# [SOLVED] Halo Combat Evolved Won't Start



## GetOutOfBox (Oct 17, 2008)

Hi, I just installed halo CE from my harddrive (I rip the iso from any game disk I play because it plays wayyyy faster from a SATA2 harddrive than DVD-Rom drive), anyways, I installed using DAEMON tools, than when I tried to play it, it gave me an error right at the startup loading screen the error was "A problem occured initialising Direct3D. Hardware acceleration may be disabled, please run DXDIAG." My pc is way newer than the game so it's not a shader problem or anything. I looked online and found that you need to enable SafeDisk emulation to make the cd start. I thought this was odd, because I installed halo without SafeDisk emulation, but I enable it anyways. Still won't start with same error, I ran dxdiag and passed all the tests. Hardware acceration is enabled according to dxdiag. I really want to play it because I havn't played it for a long time (probably 7 years now). Here are my specs:

mobo: Fujitsu Siemens P5SD2 microATX

CPU: Intel P4 2.8GHZ HyperThreading Prescott core Socket LGA775

video card: MSI Radeon 4350 PCIe (Catalyst driver is up to date along with video bios)

HDD: WD Caviar SATA2 250GB (176GB free, defragmented with Diskepper, I also ran chkdsk)

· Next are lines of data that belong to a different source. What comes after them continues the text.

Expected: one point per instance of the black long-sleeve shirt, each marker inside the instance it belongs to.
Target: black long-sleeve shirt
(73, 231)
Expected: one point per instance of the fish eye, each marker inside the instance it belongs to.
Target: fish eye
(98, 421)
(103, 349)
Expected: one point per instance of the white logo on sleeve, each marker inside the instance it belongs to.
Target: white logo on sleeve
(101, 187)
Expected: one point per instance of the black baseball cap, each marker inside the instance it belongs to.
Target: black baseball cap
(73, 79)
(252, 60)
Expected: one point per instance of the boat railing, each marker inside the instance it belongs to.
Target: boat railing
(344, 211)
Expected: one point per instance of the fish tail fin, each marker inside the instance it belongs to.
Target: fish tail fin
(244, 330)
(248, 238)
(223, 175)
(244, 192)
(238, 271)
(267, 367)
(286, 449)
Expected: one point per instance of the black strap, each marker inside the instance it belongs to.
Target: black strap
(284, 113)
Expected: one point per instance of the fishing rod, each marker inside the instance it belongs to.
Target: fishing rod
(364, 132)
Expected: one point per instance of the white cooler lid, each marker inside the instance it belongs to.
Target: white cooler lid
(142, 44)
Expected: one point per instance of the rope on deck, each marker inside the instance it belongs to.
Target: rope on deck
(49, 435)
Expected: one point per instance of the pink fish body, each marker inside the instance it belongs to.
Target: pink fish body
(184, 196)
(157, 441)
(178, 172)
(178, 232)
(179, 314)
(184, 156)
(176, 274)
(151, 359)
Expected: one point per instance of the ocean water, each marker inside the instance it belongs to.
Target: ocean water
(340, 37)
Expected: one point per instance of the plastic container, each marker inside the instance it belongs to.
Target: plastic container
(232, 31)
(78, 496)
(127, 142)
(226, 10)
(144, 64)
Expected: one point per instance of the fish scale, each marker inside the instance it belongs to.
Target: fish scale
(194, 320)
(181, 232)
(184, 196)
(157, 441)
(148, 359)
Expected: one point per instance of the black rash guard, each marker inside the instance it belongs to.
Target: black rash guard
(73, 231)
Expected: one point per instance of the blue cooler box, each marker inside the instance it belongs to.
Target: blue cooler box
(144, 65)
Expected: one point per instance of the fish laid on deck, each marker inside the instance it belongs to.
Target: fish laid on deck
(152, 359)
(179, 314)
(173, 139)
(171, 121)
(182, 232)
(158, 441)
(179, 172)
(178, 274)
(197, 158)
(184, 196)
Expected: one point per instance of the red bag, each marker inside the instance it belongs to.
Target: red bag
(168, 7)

Monitor: Samsung SyncMaster 750s CRT monitor

PSU: 500W PSU (label is torn, but I remember when I bought it, it's a high quality PSU, picked it out for that reason)

RAM: 1.25GB Corsair ValueRAM DDR2 PC5300

As you can see, this is way more than enough to run halo, I have DirectX 9.0c installed, my video card drivers are all up to date. In dxdiag, AGP acceleration is enabled, should I turn it off since my video card is PCIe? Thanks in advance!


----------



## McNinja (Jun 22, 2008)

*Re: Halo Combat Evolved Won't Start*

does it run fine directly off the disk?


----------



## GetOutOfBox (Oct 17, 2008)

*Re: Halo Combat Evolved Won't Start*

Yes and no, no at first with same error, then yes because I read you need patch 1.08 to fix ati vid card incompatibility. Thx anyways!


----------